ET SI LA VRAIE GUERRE DE LA CÔTE OUEST N’AVAIT JAMAIS ÉTÉ CELLE QU’ON CROIT ?

Quand on parle des rivalités qui ont marqué le hip-hop, tout le monde pense direct à Tupac contre Biggie. Mais très peu de gens savent qu’avant cette guerre Est-Ouest, Tupac avait déjà connu une brouille bien plus intime, bien plus douloureuse, avec un homme qu’il considérait comme un grand frère : Ice Cube.
Tout commence en 1990. Tupac débarque dans Digital Underground pendant qu’Ice Cube vient tout juste de claquer la porte de N.W.A pour se lancer en solo. Les deux se croisent, et quelque chose clique immédiatement. Cube prend Tupac sous son aile, le traite littéralement comme un petit frère, l’emmène en tournée, le regarde grandir, passer du statut de simple choriste à celui d’artiste solo capable de porter un stade entier à lui tout seul.
Puis, doucement, les fissures apparaissent. Tupac veut évoluer vers une musique plus consciente, plus politique, portée par des messages de fond. Cube, lui, reste fidèle au son brut du gangsta rap qui l’a fait naître. Deux visions du même game qui commencent à s’éloigner.
Le vrai tournant arrive avec un film. John Singleton propose un rôle à Cube dans « Poetic Justice ». Cube refuse, trouvant le personnage trop éloigné de la réalité. Le rôle atterrit entre les mains de Tupac, qui livre une performance magistrale et propulse sa carrière d’acteur. Ce refus, aux yeux de beaucoup, restera comme l’une des plus grosses occasions manquées de la carrière de Cube, et le début silencieux d’un malaise entre les deux hommes.

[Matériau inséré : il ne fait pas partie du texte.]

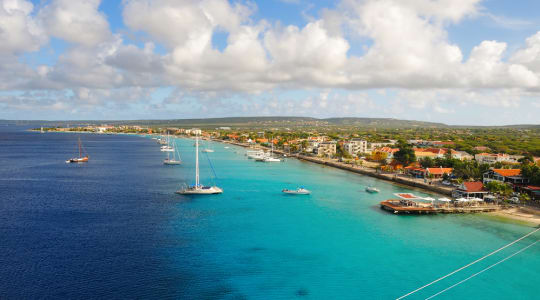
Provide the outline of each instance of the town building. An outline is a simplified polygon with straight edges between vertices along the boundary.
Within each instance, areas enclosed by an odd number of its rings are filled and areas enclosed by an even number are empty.
[[[336,154],[336,143],[335,142],[322,142],[319,143],[317,147],[317,156],[320,157],[332,157]]]
[[[484,199],[484,196],[487,194],[488,191],[484,189],[484,184],[480,181],[463,182],[460,186],[452,191],[452,197],[454,198]]]
[[[508,155],[505,153],[479,153],[474,156],[474,159],[481,164],[494,164],[497,162],[515,164],[522,157],[521,155]]]
[[[343,143],[343,149],[352,156],[357,156],[358,153],[367,152],[367,141],[362,139],[352,139]]]
[[[490,181],[501,183],[511,183],[512,185],[523,185],[529,183],[529,179],[521,176],[520,169],[491,169],[482,175],[484,184]]]
[[[442,178],[444,176],[444,174],[451,175],[453,171],[454,171],[453,168],[443,168],[443,167],[426,168],[426,173],[425,174],[428,177],[433,176],[434,178]]]

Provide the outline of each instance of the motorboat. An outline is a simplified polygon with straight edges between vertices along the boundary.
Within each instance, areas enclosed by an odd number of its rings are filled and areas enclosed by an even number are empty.
[[[368,193],[378,193],[380,191],[376,187],[368,186],[368,187],[366,187],[366,192],[368,192]]]
[[[309,195],[311,194],[311,191],[306,190],[305,188],[297,188],[296,190],[289,190],[289,189],[283,189],[283,193],[289,194],[289,195]]]
[[[214,150],[206,148],[206,149],[202,149],[201,152],[213,153]]]

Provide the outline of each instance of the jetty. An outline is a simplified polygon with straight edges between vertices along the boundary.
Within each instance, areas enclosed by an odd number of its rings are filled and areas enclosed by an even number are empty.
[[[437,206],[403,199],[385,200],[382,201],[380,205],[381,209],[392,212],[394,214],[480,213],[493,212],[501,209],[501,206],[495,204],[479,204],[471,206],[443,204]]]

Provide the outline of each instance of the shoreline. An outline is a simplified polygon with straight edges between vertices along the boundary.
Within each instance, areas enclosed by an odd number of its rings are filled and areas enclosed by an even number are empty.
[[[33,132],[39,132],[39,130],[32,130],[29,129],[28,131]],[[140,134],[140,133],[121,133],[121,132],[115,132],[115,133],[97,133],[97,132],[88,132],[88,131],[46,131],[47,132],[54,132],[54,133],[88,133],[88,134],[100,134],[100,135],[136,135],[136,136],[148,136],[148,135],[155,135],[155,134]],[[186,138],[186,137],[179,137],[175,136],[176,138]],[[187,137],[189,138],[189,137]],[[251,148],[252,145],[247,145],[243,143],[237,143],[237,142],[230,142],[230,141],[224,141],[219,139],[208,139],[214,142],[219,142],[223,144],[231,144],[235,146],[239,146],[242,148]],[[258,149],[265,149],[268,150],[269,148],[263,147],[258,145],[256,148]],[[428,192],[428,193],[434,193],[442,196],[449,196],[452,194],[452,189],[442,186],[434,186],[429,185],[424,182],[420,182],[411,178],[404,178],[402,176],[398,176],[396,174],[385,174],[380,173],[377,170],[369,167],[361,167],[361,166],[352,166],[345,163],[340,163],[336,161],[330,161],[323,158],[318,157],[310,157],[300,154],[288,154],[285,153],[282,150],[275,150],[275,153],[281,154],[281,155],[287,155],[287,157],[296,158],[299,161],[306,161],[310,163],[316,163],[323,166],[329,166],[336,169],[341,169],[344,171],[364,175],[364,176],[370,176],[376,179],[387,181],[391,184],[397,185],[397,186],[404,186],[411,189],[418,189],[422,192]],[[493,219],[494,221],[499,222],[511,222],[511,223],[517,223],[524,226],[532,226],[532,227],[540,227],[540,209],[531,208],[531,207],[511,207],[511,208],[501,208],[500,210],[494,211],[494,212],[487,212],[487,213],[480,213],[483,216],[486,216],[490,219]]]
[[[243,147],[243,148],[250,148],[250,145],[246,145],[246,144],[242,144],[242,143],[229,142],[229,141],[216,140],[216,139],[212,139],[212,141],[221,142],[221,143],[225,143],[225,144],[236,145],[236,146],[240,146],[240,147]],[[268,150],[268,148],[262,147],[262,146],[259,146],[259,148]],[[420,181],[417,181],[417,180],[414,180],[414,179],[411,179],[411,178],[406,178],[406,177],[403,177],[403,176],[397,176],[396,174],[380,173],[380,172],[378,172],[377,170],[375,170],[373,168],[352,166],[352,165],[341,163],[341,162],[335,162],[335,161],[330,161],[330,160],[323,159],[323,158],[305,156],[305,155],[301,155],[301,154],[287,154],[287,153],[285,153],[285,152],[283,152],[281,150],[275,150],[275,149],[274,149],[274,152],[278,153],[278,154],[281,154],[281,155],[287,155],[287,157],[296,158],[296,159],[298,159],[300,161],[307,161],[307,162],[311,162],[311,163],[325,165],[325,166],[329,166],[329,167],[349,171],[349,172],[352,172],[352,173],[357,173],[357,174],[360,174],[360,175],[370,176],[370,177],[374,177],[374,178],[377,178],[377,179],[389,181],[389,182],[391,182],[391,183],[393,183],[395,185],[398,185],[398,186],[407,186],[408,188],[420,189],[420,190],[423,190],[423,191],[427,191],[429,193],[435,193],[435,194],[442,195],[442,196],[451,196],[452,195],[452,189],[450,189],[450,188],[436,186],[436,185],[430,185],[430,184],[420,182]]]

Ensuite vient l’histoire du sample. Tupac veut utiliser un sample pour « Dear Mama », et se voit refuser l’autorisation par Cube. Il le vit comme une trahison pure, presque comme un sabotage venu de celui qu’il admirait. Il doit revoir tout le morceau. La confiance commence sérieusement à s’effriter.
Le point de non-retour arrive quand Cube forme Westside Connection et sort des morceaux qui défendent bec et ongles la Côte Ouest. Tupac, tout juste sorti de prison et fraîchement signé chez Death Row Records, se considère lui-même comme LE visage de la Côte Ouest à ce moment précis. Il perçoit les prises de position de Cube comme une tentative de lui voler sa place, de surfer sur la vague qu’il pensait être la sienne. Deux egos immenses, deux hommes qui ne se reparleront plus jamais de la même façon.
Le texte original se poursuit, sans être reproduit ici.